Even at home, American Idol judge Randy Jackson can’t stop critiquing. In the backyard of his five-bedroom, ranch-style house in Tarzana, Calif., he watches bemused as son Jordan, 5, struggles to scale a wooden fence. “Open the gate, dude!” Jackson bellows from the porch. Then he spots daughter Zoe, 7, who is sporting an unruly Afro. “Zoe, man, your hair is jumping off!” says Jackson, eliciting giggles all around. “He’s just always in a good mood,” says his wife, Erika. But, she adds, “he’s a perfectionist. He feels if you’re going to do something, you should do it right.”
At 42, Jackson seems to be following his own advice. A prolific if heretofore low-profile record producer (and “definitely not,” he says, related to those other musical Jacksons), he soared to TV stardom last season on FOX’s runaway hit talent show, teamed with fellow panelists Paula Abdul, who calls Jackson “a lovable teddy bear,” and Simon Cowell, the grizzly of the trio, who genuinely likes Jackson and likens him to, of all things, “a therapist. I’m always complaining and moaning to him,” says Cowell. “Randy’s the one person who’ll bring me back down to earth.”
Jackson sees himself as “the diplomat. Sometimes I have to mediate,” even off-camera, between Abdul and Cowell. “It’s like an Osbourne-type family, a little dysfunctional.”
Occasionally his own temper flares. Last season, after Cowell bashed one young hopeful particularly hard, Jackson nearly came to blows with the acerbic Brit. “We shook hands about it afterward. But it was fairly intimidating,” says Cowell, who now hangs out regularly with Jackson and Idol host Ryan Seacrest at a West Hollywood Italian restaurant. (“We call it the mini-boys club,” says Jackson.)

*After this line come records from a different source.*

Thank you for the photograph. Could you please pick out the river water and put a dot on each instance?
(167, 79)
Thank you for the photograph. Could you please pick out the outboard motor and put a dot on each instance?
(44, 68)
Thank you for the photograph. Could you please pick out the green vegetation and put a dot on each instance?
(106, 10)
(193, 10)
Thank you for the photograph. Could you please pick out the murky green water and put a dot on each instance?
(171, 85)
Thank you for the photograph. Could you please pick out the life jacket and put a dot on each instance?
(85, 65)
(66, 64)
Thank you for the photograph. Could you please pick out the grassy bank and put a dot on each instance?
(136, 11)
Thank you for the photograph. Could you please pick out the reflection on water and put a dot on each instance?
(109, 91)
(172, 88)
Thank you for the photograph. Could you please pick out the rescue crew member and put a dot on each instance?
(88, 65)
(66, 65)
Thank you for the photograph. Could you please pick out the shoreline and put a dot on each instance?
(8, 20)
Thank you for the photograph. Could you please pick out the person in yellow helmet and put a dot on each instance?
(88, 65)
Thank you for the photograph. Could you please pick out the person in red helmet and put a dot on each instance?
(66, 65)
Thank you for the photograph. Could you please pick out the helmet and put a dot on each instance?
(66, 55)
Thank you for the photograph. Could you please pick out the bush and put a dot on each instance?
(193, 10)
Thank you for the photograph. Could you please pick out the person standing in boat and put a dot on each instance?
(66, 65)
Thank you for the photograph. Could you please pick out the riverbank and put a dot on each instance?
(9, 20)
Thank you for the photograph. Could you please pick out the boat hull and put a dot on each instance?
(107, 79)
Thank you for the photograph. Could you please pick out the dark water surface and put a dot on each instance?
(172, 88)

Given such prolonged exposure, is Jackson in danger of becoming Simonized? “He’s a bit more discerning this year,” says co-executive producer Ken Warwick. “I think his honesty has increased.” The truth can be harsh. Jackson told one Idol wannabe that his “Like a Virgin” rendition “was horrific, man,” and advised another, who had just shrieked Enrique Iglesias’s “Escape,” “Don’t sing ever, anymore.”

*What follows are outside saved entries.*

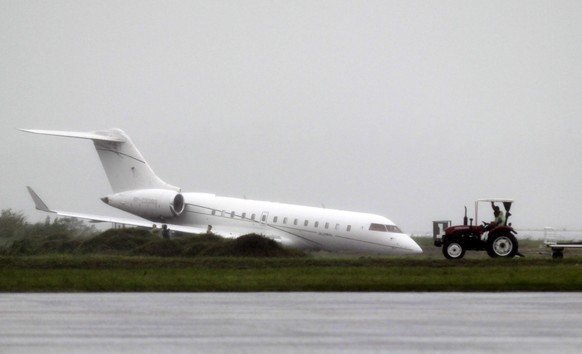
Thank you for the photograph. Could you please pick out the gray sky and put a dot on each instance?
(407, 109)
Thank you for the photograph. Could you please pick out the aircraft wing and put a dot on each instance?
(40, 205)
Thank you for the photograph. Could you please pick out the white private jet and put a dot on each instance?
(139, 191)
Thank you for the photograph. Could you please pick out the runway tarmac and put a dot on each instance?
(290, 322)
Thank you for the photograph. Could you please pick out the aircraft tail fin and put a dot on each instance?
(124, 165)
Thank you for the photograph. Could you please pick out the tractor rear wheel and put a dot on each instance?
(502, 245)
(453, 250)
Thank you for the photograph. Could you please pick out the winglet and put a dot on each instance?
(40, 205)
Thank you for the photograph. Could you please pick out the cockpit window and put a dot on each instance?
(393, 228)
(377, 227)
(385, 228)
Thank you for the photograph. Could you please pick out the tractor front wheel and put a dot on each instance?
(453, 250)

He’s not only meaner but leaner. After overindulging during Christmas, “I just cut back on portions and play more tennis,” says Jackson, who also fits in three cardio workouts a week. “It’s not a diet,” he insists. Whatever it is, it’s working: He’s already shed 20 lbs. “If I continue like this,” he says, “it could become a way of life.”

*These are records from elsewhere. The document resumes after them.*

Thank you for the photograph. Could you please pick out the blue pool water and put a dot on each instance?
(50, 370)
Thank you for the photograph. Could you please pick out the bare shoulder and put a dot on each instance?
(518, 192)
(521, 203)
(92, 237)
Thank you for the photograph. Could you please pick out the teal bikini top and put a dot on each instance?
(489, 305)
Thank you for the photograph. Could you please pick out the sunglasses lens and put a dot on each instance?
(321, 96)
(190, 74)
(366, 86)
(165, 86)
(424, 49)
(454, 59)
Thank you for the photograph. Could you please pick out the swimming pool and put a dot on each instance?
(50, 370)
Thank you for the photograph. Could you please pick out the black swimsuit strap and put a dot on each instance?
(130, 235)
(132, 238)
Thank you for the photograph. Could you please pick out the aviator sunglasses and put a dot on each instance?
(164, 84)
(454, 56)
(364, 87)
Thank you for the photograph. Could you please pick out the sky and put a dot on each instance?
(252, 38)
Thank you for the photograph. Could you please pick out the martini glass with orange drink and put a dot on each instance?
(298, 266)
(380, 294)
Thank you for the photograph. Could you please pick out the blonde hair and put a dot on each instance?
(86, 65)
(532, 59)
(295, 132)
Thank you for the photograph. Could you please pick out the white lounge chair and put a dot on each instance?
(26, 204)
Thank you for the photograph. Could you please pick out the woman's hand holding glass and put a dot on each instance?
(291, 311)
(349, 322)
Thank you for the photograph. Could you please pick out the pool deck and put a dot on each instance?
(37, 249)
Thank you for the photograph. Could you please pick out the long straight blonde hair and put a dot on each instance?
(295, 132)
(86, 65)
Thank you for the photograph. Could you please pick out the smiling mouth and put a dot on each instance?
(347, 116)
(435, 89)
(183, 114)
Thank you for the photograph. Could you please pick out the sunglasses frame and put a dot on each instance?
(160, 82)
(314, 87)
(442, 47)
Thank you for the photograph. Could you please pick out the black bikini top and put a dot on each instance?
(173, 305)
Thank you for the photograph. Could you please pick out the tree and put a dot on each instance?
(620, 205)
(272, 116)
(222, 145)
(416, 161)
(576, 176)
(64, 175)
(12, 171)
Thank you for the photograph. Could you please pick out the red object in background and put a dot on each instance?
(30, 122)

So far, that role has been filled by music. Growing up in Baton Rouge the youngest of three children of Herman, an Exxon plant foreman who died in 1994, and Julia, 72, a homemaker, he listened to a local R&B band rehearse in his neighborhood. Then 10, “I was so enthralled,” he says. “I thought, ‘Wow, I wanna be one of those guys.’ ”
Though a star athlete in high school, Jackson would come home from practice, grab his bass and sneak out to perform at local clubs. He enrolled at Southern University in 1975 and took time off during senior year to play with jazz-fusion drummer Billy Cobham. After graduating in 1979, he worked as a session musician and songwriter on more than 1,100 albums. “He’s one of the best musicians I’ve ever met,” says pal Kevin Guarnieri, 32, an L.A. recording engineer. “He can play everything, from jazz to classical to pop.”
A decade later Jackson headed to L.A. to produce and write. He worked as senior vice president of artist and repertoire at Columbia Records (where he befriended and began working with Mariah Carey) and later at MCA.
Music also infused his love life. His first marriage, to singer-songwriter Elizabeth Jackson, ended in 1990 (they share joint custody of daughter Taylor, now 13). A year later, while at a music video shoot, Jackson met Erika Riker, a former ballet dancer. They wed in 1995. “I think he’s completely adorable,” says Erika, 33, now a full-time homemaker.
An agent friend approached Jackson in 2001 about American Idol. Swayed by “really funny” tapes of Pop Idol, the show’s UK predecessor, he agreed to give it a go. Jackson is knee-deep in Idol chatter until May, but he finds time to collaborate with Carey (he coproduced, cowrote and performed on her recent Charmbracelet album), manage newer artists like Nikka Costa and Van Hunt and unwind with Erika and the kids. And he’s not above a few non-Idolic pursuits, such as his bimonthly trips to the ballet. “I’m this cool, vibey, dope guy,” he says. “But I love the Nutcracker!”